Plusieurs centaines de personnes ont manifesté dimanche à Vogan, dans le sud du Togo, pour protester une nouvelle fois contre la Constitution adoptée en 2024, accusée par l’opposition de permettre au président Faure Gnassingbé de pérenniser son pouvoir.
Le rassemblement, organisé par le Cadre national de concertation pour le changement au Togo (CNCC), qui regroupe plusieurs partis d’opposition et organisations de la société civile, s’est tenu à une soixantaine de kilomètres de Lomé. Il s’agit du deuxième meeting de cette coalition en trois mois, après une première mobilisation organisée début mai, dans un contexte où les manifestations de l’opposition demeurent peu fréquentes.
Les manifestants ont brandi des pancartes portant des slogans tels que « Non au changement anticonstitutionnel du gouvernement » ou encore « Coup d’État constitutionnel », dénonçant une réforme qu’ils jugent illégitime.
« La Constitution adoptée en 2024 est totalement illégale. Il s’agit d’un coup d’État constitutionnel que les Togolais n’accepteront jamais », a déclaré David Dosseh, porte-parole du Front citoyen Togo debout (FCTD), l’une des organisations à l’origine de la mobilisation.
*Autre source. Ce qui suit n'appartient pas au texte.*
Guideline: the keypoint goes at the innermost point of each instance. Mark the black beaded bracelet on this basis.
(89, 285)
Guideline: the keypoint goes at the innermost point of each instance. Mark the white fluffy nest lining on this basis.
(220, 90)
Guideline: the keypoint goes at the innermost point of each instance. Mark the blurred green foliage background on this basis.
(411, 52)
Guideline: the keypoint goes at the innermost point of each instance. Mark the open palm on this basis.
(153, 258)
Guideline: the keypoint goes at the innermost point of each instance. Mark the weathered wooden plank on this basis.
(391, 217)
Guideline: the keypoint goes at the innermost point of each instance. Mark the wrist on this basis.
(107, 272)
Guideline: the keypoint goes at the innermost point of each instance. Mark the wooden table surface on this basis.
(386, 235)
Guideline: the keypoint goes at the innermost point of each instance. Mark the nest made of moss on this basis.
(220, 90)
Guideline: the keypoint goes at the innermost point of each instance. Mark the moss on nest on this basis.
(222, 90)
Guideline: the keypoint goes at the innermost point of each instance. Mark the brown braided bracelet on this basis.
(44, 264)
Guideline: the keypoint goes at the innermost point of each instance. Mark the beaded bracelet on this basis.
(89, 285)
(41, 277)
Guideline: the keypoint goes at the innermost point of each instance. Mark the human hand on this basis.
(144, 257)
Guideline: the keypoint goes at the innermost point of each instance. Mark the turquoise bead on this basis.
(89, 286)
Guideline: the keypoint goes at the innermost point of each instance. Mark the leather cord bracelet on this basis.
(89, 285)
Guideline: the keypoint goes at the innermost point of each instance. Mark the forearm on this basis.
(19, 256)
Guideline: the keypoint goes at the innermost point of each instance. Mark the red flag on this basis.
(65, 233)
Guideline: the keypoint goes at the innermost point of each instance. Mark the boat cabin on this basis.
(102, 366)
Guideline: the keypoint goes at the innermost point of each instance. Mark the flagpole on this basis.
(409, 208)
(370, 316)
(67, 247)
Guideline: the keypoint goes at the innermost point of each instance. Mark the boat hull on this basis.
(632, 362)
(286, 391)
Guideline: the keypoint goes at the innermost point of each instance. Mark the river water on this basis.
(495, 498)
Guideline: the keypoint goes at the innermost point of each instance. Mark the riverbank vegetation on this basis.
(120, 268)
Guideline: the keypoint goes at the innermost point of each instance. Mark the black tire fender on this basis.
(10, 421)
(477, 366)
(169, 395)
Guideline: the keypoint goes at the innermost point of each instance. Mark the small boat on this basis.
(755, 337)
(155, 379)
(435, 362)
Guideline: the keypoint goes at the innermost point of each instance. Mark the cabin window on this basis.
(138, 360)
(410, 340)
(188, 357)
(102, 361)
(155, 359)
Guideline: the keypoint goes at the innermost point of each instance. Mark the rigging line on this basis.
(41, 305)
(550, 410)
Entrée en vigueur en 2024, la nouvelle Loi fondamentale a profondément modifié les institutions togolaises. Elle met fin à l’élection du chef de l’État au suffrage universel direct et instaure un régime parlementaire. Le poste de président du Conseil, désormais la plus haute fonction exécutive du pays, est occupé par Faure Gnassingbé, au pouvoir depuis 2005.
L’opposition et plusieurs acteurs de la société civile estiment que cette réforme vise à prolonger indéfiniment son maintien à la tête du pays. À l’inverse, le camp présidentiel défend un texte qui, selon lui, renforce la représentativité des institutions.
Les tensions autour de cette réforme ont déjà provoqué des manifestations en 2025, ayant fait sept morts selon la société civile, tandis que le parquet évoque cinq décès par noyade.
Dans un arrêt rendu le 29 janvier, la Cour de justice de la Communauté économique des États de l’Afrique de l’Ouest (Cedeao) a estimé que cette réforme constituait « un changement anticonstitutionnel de gouvernement ». Le gouvernement togolais a rejeté cette décision, affirmant que la Cour outrepasse ses compétences, limitées selon lui au contrôle du respect des droits humains et du droit communautaire, sans pouvoir se prononcer sur la constitutionnalité du droit interne.